Speculative decoding
```
cfg = GenerationConfig(max_tokens=64, temperature=0.7, top_p=0.95,
                       use_speculative=True, draft_model_id='mlx_qwen3_0_6b', num_draft_tokens=3)
out = generate(model, tokenizer, 'Speculative test', cfg)
```

Persona steering
```
import mlx.core as mx
from mlx_genkit import LogitBiasHook
H = model.args.hidden_size
model['_persona_v'] = mx.random.normal((H,)) * (1.0/(H**0.5))
cfg = GenerationConfig(max_tokens=64, temperature=0.7)
out = generate(model, tokenizer, 'Summarize MLX', cfg, hooks=[LogitBiasHook(param_key='_persona_v', alpha=1.2)])
```

Training (MLX)
```
from mlx_genkit import TrainingConfig, train_step, SoftPromptHook
from mlx.optimizers import AdamW
pad_id = getattr(tokenizer, 'pad_token_id', -100) or -100
opt = AdamW(learning_rate=2e-4)
batch = {'tokens': ...}  # mx.array [B, T]
cfg = TrainingConfig(dtype='bf16', loss_scale=1024.0)
loss = train_step(model, batch, opt, cfg, hooks=[SoftPromptHook(n_virtual=10, param_key='_soft_prompt')], pad_id=pad_id)
```

Utilities
```
from mlx_genkit import sequence_logprob, token_kl, ema_update, build_action_mask

# Per-sample mean log-prob on supervised positions (labels == -100 are ignored)
lp = sequence_logprob(model, batch_tokens, labels)  # [B]

# KL(pi || pref) averaged over supervised positions
kl = token_kl(model, ref_model, batch_tokens, labels)  # [B]

# EMA update of a target model from a source model
ema_update(target_model, model, decay=0.999)

# Supervised mask after prompt
mask = build_action_mask(prompt_lens=[12, 20], seq_len=T)  # [B, T] bool
```

Parity testing
- Torch vs MLX: `python -m mlx_genkit.tests.parity_hf --hf-model Qwen/Qwen3-0.6B --mlx-model ./mlx_qwen3_0_6b --prompt 'hello'`
- Suite (8 prompts): `python -m mlx_genkit.tests.parity_suite --hf-model Qwen/Qwen3-0.6B --mlx-model ./mlx_qwen3_0_6b`

CLI wrapper
```
mlxgk-generate \
  --model Qwen/Qwen3-0.6B \
  --prompt "Hello MLX" \
  --max-tokens 64 --temp 0.7 --top-p 0.95 \
  --num-beams 1 --no-repeat-ngram-size 2
```

CLI chat and stop strings
- Chat: `--messages-json '[{"role":"user","content":"hi"}]'` (auto-applies template)
- Auto chat for plain prompts: add `--auto-chat` (or disable with `--no-auto-chat`); optional `--system "You are helpful"`
- Force treating plain prompts as user messages: `--assume-user-chat` (equivalent to `--auto-chat`)
- Stop strings: use `--stop` or the alias `--stop-strings` (comma-separated)

Defaults
- The CLI will, by default, auto-apply chat templates when the loaded tokenizer exposes a chat template (has `apply_chat_template` and a non-empty `chat_template`).

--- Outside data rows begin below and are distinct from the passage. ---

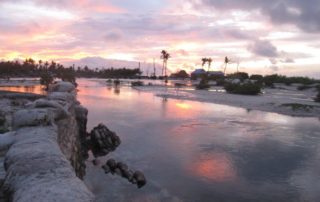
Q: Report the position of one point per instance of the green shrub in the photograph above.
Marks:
(137, 83)
(203, 84)
(239, 75)
(318, 97)
(256, 77)
(303, 87)
(68, 75)
(220, 82)
(46, 79)
(243, 88)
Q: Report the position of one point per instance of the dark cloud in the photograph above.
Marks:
(288, 60)
(274, 68)
(264, 48)
(113, 36)
(303, 14)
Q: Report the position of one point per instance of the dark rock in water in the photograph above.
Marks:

Use `--no-auto-chat` to turn this off.

Performance bench
```
python -m mlx_genkit.tests.perf_bench --hf-model Qwen/Qwen3-0.6B --mlx-model ./mlx_qwen3_0_6b --prompt "Hello performance" --max-tokens 64
```

Releases
- Bump version across files (defaults to patch):
  - `make bump-version` (use `PART=minor` or `PART=major` to override)
- Create and push a git tag (vX.Y.Z):
  - `make git-release`
  - This tags and pushes the repo; PyPI packaging can be added later.

Notes
- Parity targets control‑surface equivalence: constraints, stops, finish reasons, determinism; token streams may differ across frameworks/devices.
- Sampling fast path reuses mlx-lm’s decoding loop and caches for best performance on Apple Silicon.

Known limitations
- Residual injection uses Python-level patching; highly optimized/compiled paths may bypass it. Use `forward_with_hidden(..., strict=True)` when you need deterministic capture/injection semantics.
- Some MLX model classes may not accept `input_embeddings` (used for soft prompts in training). In those cases, the library now falls back gracefully to standard token-only forward.
- Beam search applies processors on raw logits and then normalizes (HF behavior). Earlier parity reports in this repo may reflect the previous implementation on normalized logprobs.

Tips
- When running examples directly from the repo, make sure you’re using the local sources: `pip install -e .` or run with `PYTHONPATH=.`.
- Parity/perf harnesses will download HF models; ensure network access and sufficient disk space.